DURHAM, N.C.--(BUSINESS WIRE)--Precision BioSciences, Inc. (Nasdaq: DTIL), an advanced gene editing company utilizing its novel proprietary ARCUS® platform to develop in vivo gene editing therapies for sophisticated gene edits, including gene elimination, insertion, and excision, today announced completion of a strategic transaction with TG Therapeutics, Inc. (Nasdaq: TGTX) for an exclusive license to develop Azercabtagene Zapreleucel (azer-cel) for autoimmune diseases, and other indications outside of cancer.
“We are excited to extend the utility of our allogeneic CAR T assets into immunology by collaborating with TG Therapeutics as they advance novel treatments for B-cell diseases. Key factors in our decision to partner with the TG team include their recent development, regulatory and commercial successes in the multiple sclerosis space, which we believe are strong indicators of the commitment and expertise they will bring to the development of azer-cel in autoimmune diseases,” said Michael Amoroso, President and Chief Executive Officer at Precision BioSciences. “As TG Therapeutics assumes development of azer-cel for immunology, Precision will remain focused on capitalizing on the utility of ARCUS for gene elimination and gene insertion, beginning with our wholly owned PBGENE-HBV program for chronic hepatitis B and PBGENE-PMM for primary mitochondrial myopathy.”

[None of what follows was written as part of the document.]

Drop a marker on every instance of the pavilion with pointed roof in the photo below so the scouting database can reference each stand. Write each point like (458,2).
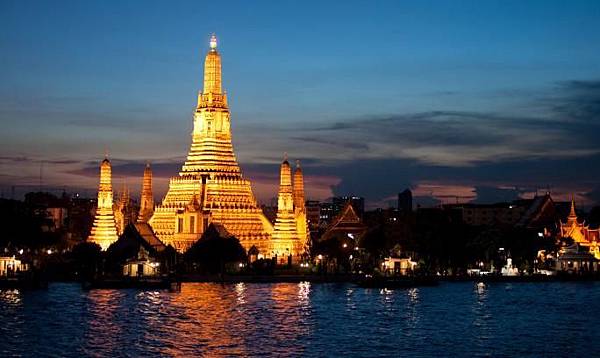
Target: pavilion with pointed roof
(580,232)
(346,223)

“After an extensive review of the CAR T products available for development in immunology, we are excited to bring azer-cel into our portfolio as we look to expand our offerings for patients suffering from autoimmune diseases,” said Michael S. Weiss, Chairman and Chief Executive Officer of TG Therapeutics. “We are pleased to partner with Precision BioSciences for azer-cel, and the equity investment we are making is indicative of our optimism in the near- and long-term opportunities for ARCUS for in vivo gene editing.”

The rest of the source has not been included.